So far so good 44g F/R and no issues.


----------



## lalahsghost

pvflyer said:


> I've a pair under different badge the brand of mine is MRcontrol, bought of eBay.
> So far so good 44g F/R and no issues.


:blush2: Those are really neato looking!


----------



## Pegorider

*Far and Near*

I'm really digging the minimalist look of my new Far and Near skewers. They've held my wheels in place.

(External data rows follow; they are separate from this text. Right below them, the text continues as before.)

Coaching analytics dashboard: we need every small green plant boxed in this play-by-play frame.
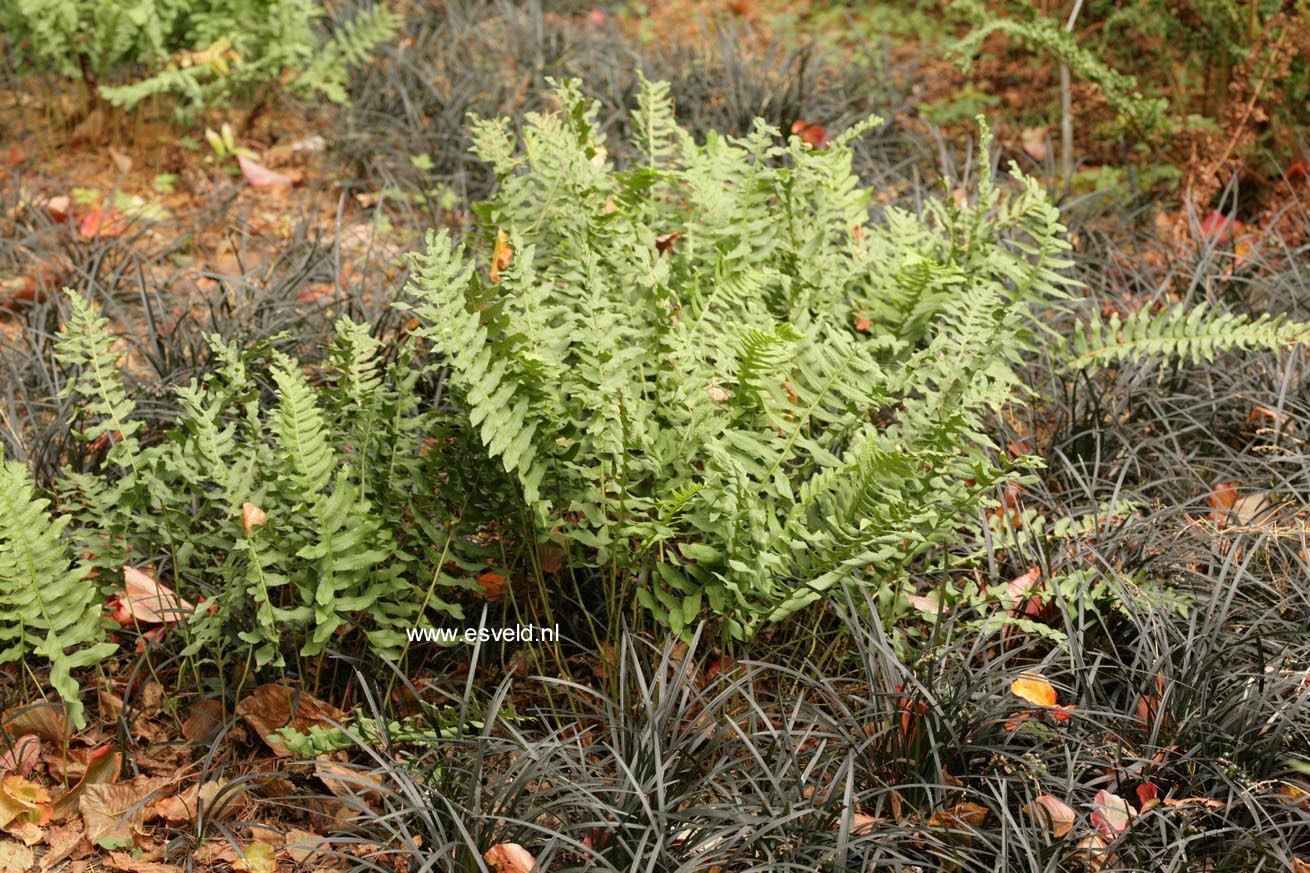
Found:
[0,294,471,718]
[0,0,398,114]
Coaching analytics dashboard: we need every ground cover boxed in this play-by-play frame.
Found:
[0,1,1310,870]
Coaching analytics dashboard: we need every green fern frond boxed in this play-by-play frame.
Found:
[1065,304,1310,370]
[0,461,117,728]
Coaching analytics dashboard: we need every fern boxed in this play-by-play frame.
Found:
[951,0,1167,135]
[0,0,400,117]
[0,461,117,728]
[407,83,1069,636]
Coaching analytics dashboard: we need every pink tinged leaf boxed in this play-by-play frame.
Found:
[1091,790,1137,840]
[237,155,291,187]
[1201,212,1242,243]
[1005,566,1041,610]
[1032,794,1078,839]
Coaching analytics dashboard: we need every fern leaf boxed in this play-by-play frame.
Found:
[0,461,117,728]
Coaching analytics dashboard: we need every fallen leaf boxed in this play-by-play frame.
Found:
[237,683,346,758]
[46,194,73,224]
[1073,834,1108,870]
[41,819,85,873]
[791,121,828,151]
[478,570,506,603]
[1005,566,1041,608]
[0,840,37,873]
[0,734,41,776]
[283,827,331,864]
[1201,212,1243,243]
[1207,482,1238,524]
[1010,672,1056,707]
[241,502,269,536]
[182,697,227,743]
[1026,794,1078,839]
[232,843,278,873]
[109,566,195,628]
[705,383,732,404]
[237,152,291,187]
[109,146,132,176]
[0,776,55,828]
[927,802,989,828]
[77,206,131,240]
[1091,789,1137,840]
[491,229,514,282]
[77,776,157,849]
[482,843,537,873]
[46,743,123,818]
[850,813,887,836]
[155,780,224,825]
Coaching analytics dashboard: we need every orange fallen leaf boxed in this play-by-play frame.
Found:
[482,843,537,873]
[232,843,278,873]
[77,776,161,849]
[241,502,269,536]
[0,734,41,776]
[491,229,514,282]
[77,206,131,240]
[236,683,346,758]
[0,776,55,828]
[109,566,195,628]
[791,121,828,151]
[1091,790,1137,840]
[478,572,506,603]
[1207,482,1238,524]
[237,152,291,187]
[1010,672,1056,707]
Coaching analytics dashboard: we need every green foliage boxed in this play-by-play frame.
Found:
[410,83,1068,636]
[1068,304,1310,370]
[8,294,460,700]
[0,461,115,728]
[951,0,1169,136]
[0,0,400,113]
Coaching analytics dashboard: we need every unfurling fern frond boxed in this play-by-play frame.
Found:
[0,461,115,728]
[1066,304,1310,370]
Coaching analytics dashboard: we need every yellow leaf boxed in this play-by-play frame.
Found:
[1010,672,1056,707]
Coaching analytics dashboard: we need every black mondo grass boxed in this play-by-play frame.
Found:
[0,6,1310,873]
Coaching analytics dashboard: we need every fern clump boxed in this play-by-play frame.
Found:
[0,0,400,115]
[410,83,1070,636]
[0,292,471,704]
[0,461,115,728]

According to the guys at Fairwheel, Far and Near was started by the the engineer that designed KCNC's skewer. AFAIK, the closing mechanism is a similar design, but aesthetically, Far and Near wins, hands down.


----------



## DelGancho

My KCNC slips too. I think the problem is the nut.


----------



## AvantDale

I'm using the Control Tech 26gr skewers too. So far they are working fine.


----------



## spade2you

Alright, turns out the slight looseness was a little play in the hub. Shaved off 0.1lb overall.


----------



## MaddSkillz

I just ordered some KCNC's for my new ride. Can't wait to get em!


----------



## thirstyman

DIRT BOY said:


> Then yours are defective.


 We are speaking of KCNC skewers.

It's unlikely that mine are defective as I have 2 pairs that I bought at different times. neither does the job. Poor product in my opinion as no amount of pressure keeps the rear from slipping. I do weigh 176 aqnd put down a lot of power but nothing outlandish. These things just won't hold when standing hammering on climbs.


----------